The genre of self-help continues to evolve as authors begin to realise that some forms of self-help can be customised for folks with a specific personality. For the majority of readers who have a GREEN personality, books like The Secret by Rhonda Byrnes will suffice - GREEN folks are too lazy to make a change to their lives so all they need to is to imagine the outcome and it will magically happen. The Secret sold like hot-cakes because GREENs are a dime a dozen.
That creates a problem for folks who have a RED personality, those who aggressively read self-improvement books because of some imaginary axe-to-grind like myself. So Nielsen and Tillisch's Return on Ambition gets the market segmentation right by writing to book that caters only to those people that don't seem to have the capability to slow down.
The basic premise of the book is that ambitious people tend to destroy themselves because they focus solely on achievements and ignore equally important aspects of success like personal growth and well-being. This, I can relate to - when I was studying Finance part-time, I also updated all my IT qualifications simultaneously and developed hyperactive-thyroid in the process. An old secondary school pal tried to pace me (even I know that's suicide) and almost had a real heart attack in his early thirties.
The main premise of the book is that well-being matters because you need good physical and mental health to go further in life. Personal growth is also important because there is no point becoming obsolete on the way up.
The book then goes on to look at all the typical double-edged swords that end up trapping ambitious people. One frenemy is the desire for Independence. Ambitious people love working alone because it gets work done faster, but it only with teamwork that people can go far. Another frenemy of the ambitious is Boldness, ambitious people take oversized risks which can lead to business failure or bankruptcy.
I'm not too impressed by the overall solutions and interventions from the authors. It reads like a therapy manual. I suggest you buy the book if you are really interested in solutions.
The only useful rule of thumb recommended by the authors is that ambitious people reflect upon their lives. That's always difficult for REDs who are often too busy correcting the mistakes of their subordinates or plotting world domination.
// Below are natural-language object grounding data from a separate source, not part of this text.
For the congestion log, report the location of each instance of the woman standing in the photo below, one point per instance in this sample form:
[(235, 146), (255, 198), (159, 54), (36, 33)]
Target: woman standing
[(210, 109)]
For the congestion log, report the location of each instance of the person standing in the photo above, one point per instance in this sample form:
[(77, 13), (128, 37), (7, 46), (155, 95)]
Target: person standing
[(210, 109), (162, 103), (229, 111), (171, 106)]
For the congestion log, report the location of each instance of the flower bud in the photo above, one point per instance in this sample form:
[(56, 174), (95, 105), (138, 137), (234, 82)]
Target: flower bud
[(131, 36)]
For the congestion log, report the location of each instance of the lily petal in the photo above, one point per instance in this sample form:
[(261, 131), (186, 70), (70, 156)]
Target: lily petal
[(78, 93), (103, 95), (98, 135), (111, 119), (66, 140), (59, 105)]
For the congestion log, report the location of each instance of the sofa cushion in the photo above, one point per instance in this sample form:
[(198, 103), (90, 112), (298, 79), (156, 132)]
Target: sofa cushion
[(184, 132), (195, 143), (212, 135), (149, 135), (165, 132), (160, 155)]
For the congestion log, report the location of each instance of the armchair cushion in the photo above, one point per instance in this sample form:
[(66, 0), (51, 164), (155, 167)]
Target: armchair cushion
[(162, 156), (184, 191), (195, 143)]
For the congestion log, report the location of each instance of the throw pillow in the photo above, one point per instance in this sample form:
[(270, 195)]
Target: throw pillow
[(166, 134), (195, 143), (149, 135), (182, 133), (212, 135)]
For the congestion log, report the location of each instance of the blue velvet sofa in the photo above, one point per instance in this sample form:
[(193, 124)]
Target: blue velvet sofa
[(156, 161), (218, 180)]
I slowly found myself going once again back to FIRE as the primary means of finding some white space to contemplate their lives.
Without the proper amount of cash-flow, I'd still be fighting FIREs in a data centre today.
For its flaws, the book is still a good addition to a person's library because it states the problem quite well with examples that are relatable to the reader. The solution looks too much like hiring a management consultant to deal with your personal life, but I already am too deep into the cult of FIRE to really accept alternatives to Fuck You money as a solution for all personal ills.
Finally, I want to share my opinion on the kind of self-help book should you read based on your personality?
RED - Return on Ambition, any part-time short-cut book that summarises an MBA program, management books by Jack Welch, Good to Great by Jim Collins.
YELLOW - Any Zig Ziglar Sales Manual, Dale Carnegie's How to Win Friends and Influence People
BLUE - Security Analysis by Benjamin Graham, The Art of Computer Programming by Donald Knuth, Capital of the 21st Century by Thomas Piketty
GREEN - The Secret, Rich Dad Poor Dad, anything by Harv Eker, 50 Shades of Grey, Invisible Trade, any book by Enid Blyton.